The Way to Peace for the Troubled Soul

General Thoughts, Music and Healing

When I think of the ways I have sought peace over my 45 years of life, I’m reminded of the old Johnny Lee song, “Looking for Love in All the Wrong Places.” I’ve housed a troubled soul in this body of mine more times than I’d like to admit. And for most of my life, my instinct has been to look for peace in a variety of sources that have no lasting peace to offer. For over twenty years, pornography was a regular go-to for me. Emotional eating has certainly been rampant as well. Distracting myself with various kinds of media has also been one of my ineffective salves. These things, and others, may have offered momentary relief, but they never offered any kind of lasting peace. Going to them for peace is like going to an empty well for water.

I know I’m not alone in this. I think we all have our ways of dealing with soul-trouble that are not effective or beneficial. Yes, drugs, alcohol, cutting, or any other variety of self-soothing may offer momentary relief, but such relief does not really address the troubled soul. Such relief is not the same as peace. Again, empty wells.

After Jesus entered the outskirts of Jerusalem on “Palm Sunday,” there a came a moment of quiet. The crowds had thinned out and the shouts of “Hosanna” had stilled. Jesus looked out over the city, and he cried. According to the Gospel of Luke, Jesus says, “How I wish today that you of all people would understand the way to peace.”

This is a heavy statement in the afterglow of his triumphal entry just a few moments before. The thing is, Jesus was not fooled by the joyful celebration that ushered him into Jerusalem. He knew what was going to happen there. Various times, according to the Gospels, he shared with his friends that he was going to Jerusalem to suffer and die. He also knew of the peoples’ fickle hearts. He knew they wanted him to take political power and overthrow the Romans. He knew they would turn on him when he did not live up their expectations.
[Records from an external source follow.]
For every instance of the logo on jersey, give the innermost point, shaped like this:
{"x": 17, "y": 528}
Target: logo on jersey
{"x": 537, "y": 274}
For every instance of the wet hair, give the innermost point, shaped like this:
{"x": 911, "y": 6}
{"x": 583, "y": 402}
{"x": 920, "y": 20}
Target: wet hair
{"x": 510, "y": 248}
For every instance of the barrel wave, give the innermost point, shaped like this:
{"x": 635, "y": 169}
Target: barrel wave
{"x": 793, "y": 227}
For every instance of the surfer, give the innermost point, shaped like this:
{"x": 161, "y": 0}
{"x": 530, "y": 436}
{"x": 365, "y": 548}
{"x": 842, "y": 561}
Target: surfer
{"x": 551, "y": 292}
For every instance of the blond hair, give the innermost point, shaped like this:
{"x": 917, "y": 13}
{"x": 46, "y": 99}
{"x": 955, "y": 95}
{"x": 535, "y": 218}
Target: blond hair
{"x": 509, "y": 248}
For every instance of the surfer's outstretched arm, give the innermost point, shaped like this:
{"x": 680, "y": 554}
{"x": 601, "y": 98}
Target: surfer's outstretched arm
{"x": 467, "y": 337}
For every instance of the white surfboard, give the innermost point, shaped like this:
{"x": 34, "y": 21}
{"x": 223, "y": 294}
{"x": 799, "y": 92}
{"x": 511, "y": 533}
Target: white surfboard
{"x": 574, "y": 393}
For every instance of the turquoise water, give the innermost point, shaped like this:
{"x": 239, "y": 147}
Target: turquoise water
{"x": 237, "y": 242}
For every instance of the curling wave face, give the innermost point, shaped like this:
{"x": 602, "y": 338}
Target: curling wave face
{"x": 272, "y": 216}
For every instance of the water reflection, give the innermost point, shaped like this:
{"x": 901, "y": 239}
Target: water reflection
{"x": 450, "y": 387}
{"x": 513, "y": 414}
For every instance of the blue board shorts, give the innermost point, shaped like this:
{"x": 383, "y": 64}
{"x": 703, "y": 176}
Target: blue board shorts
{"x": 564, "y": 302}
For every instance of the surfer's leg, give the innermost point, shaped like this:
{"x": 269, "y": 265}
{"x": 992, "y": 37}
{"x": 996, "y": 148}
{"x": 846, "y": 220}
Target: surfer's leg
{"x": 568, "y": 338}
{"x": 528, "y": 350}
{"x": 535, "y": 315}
More importantly, Jesus knew that a political messiah and a confrontation with the Romans were not really what the people of Jerusalem needed: “How I wish today that you of all people would understand the way to peace.” They thought peace would come through home rule, through political liberation. But Jesus knew different. He knew that such things would offer only temporary relief and not address the central issue: their troubled souls. And at the end of that week, just as Jesus predicted, they would refuse the way to real peace, reject Jesus, and hang him on a Roman cross.

This moment in Jesus’ journey toward the cross serves as great encouragement for me. First of all, it’s pretty easy to see that I’m not the first person to look for peace “in all the wrong places.” I think it’s a common human foible. God prescribes a way to peace, but we reject it because we think we know better. I’ve got a lot of company in this boat of troubled souls. We look for peace in every place except the one place it can actually be found: trusting God’s way over our own.

The greater encouragement for me, however, is in the picture of deep love I see in this moment in the biblical story. Jesus deeply loves the people of Jerusalem. Not soft, gushy love… but strong, self-sacrificial love. And while he knows they are about to betray him, torture him, and nail him to the cross (with the help of their Roman complicitors), his heart longs for them to experience real peace, the kind of peace only he can provide.

“How I wish today that you of all people would understand the way to peace.” I’m pretty sure this is Jesus’ heart now for you and me as well. He loves us in the same way he loved the first-century inhabitants of Jerusalem. He longs for us to discover the way to real peace and to find rest for our troubled souls. As we look forward to the events of Holy Week, let’s purpose to seek peace where it can actually be found.